- MeSH: D012591

= Scleral buckle =

Procedure to repair retinal detachment

A scleral buckle is one of several ophthalmologic procedures that can be used to repair a retinal detachment. Retinal detachments are usually caused by retinal tears, and a scleral buckle can be used to close the retinal break, both for acute and chronic retinal detachments.

Scleral buckles come in many shapes and sizes. A silicone sponge (with air filled cells) is a cylindrical element that comes in various sizes. An encircling band is a thin silicone band sewn around the circumference of the sclera of the eye. A solid silicone grooved tyre element is also used. Buckles are often placed under a band to create a dimple on the eye wall.

The scleral buckle is secured around the eyeball under the conjunctiva. This moves the wall of the eye closer to the detached retina. This alteration in the relationships of the tissues seems to allow the fluid which has formed under the retina to be pumped out, and the retina to re-attach. The physics or physiology of this process are not fully understood.

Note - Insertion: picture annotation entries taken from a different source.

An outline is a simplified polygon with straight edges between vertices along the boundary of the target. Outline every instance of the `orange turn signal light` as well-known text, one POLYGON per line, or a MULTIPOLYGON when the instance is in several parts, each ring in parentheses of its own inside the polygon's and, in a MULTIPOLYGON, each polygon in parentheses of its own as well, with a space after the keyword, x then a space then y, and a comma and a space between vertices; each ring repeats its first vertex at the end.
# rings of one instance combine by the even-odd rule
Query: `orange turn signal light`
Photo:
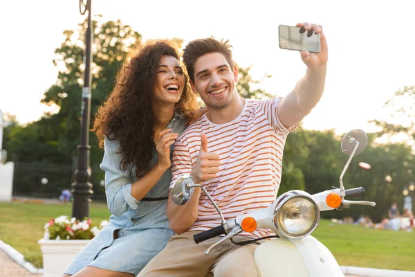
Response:
POLYGON ((335 193, 331 193, 326 197, 326 204, 330 208, 338 208, 342 204, 342 197, 335 193))
POLYGON ((254 217, 245 217, 241 222, 241 228, 246 232, 253 232, 257 229, 257 221, 254 217))

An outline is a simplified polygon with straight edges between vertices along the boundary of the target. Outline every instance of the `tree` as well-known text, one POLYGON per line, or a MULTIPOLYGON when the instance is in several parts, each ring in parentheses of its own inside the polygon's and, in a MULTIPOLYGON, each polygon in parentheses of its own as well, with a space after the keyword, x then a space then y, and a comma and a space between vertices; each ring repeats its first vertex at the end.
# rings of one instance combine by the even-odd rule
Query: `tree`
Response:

Retinal detachment surgery usually also involves the use of cryotherapy or laser photocoagulation. The laser or cryotherapy forms a permanent adhesion around the retinal break and prevents further accumulation of fluid and re-detachment. The usage of scleral buckle is a source of debate only for complex retinal detachment surgery amongst surgeons, and research has been conducted to compare safety and effectiveness outcomes of scleral buckling, pars plana vitrectomy with scleral buckle versus pars plana victrectomy without scleral buckle.

Scleral buckles are done using local or general anesthesia and are often done as outpatient procedures. In the majority of treatments the buckle is left in place permanently, although in some instances the buckles can be removed after the retina heals. The buckle may also be removed in the event of infection.

A link between scleral buckles and Adie syndrome may exist.Results from three randomized controlled trials of 274 patients comparing retinal detachment outcomes from pneumatic retinopexy versus scleral buckle found some evidence suggesting that scleral buckle was less likely to result in a recurrence of retinal detachment than pneumatic retinopexy but that overall evidence is of low quality and insufficient.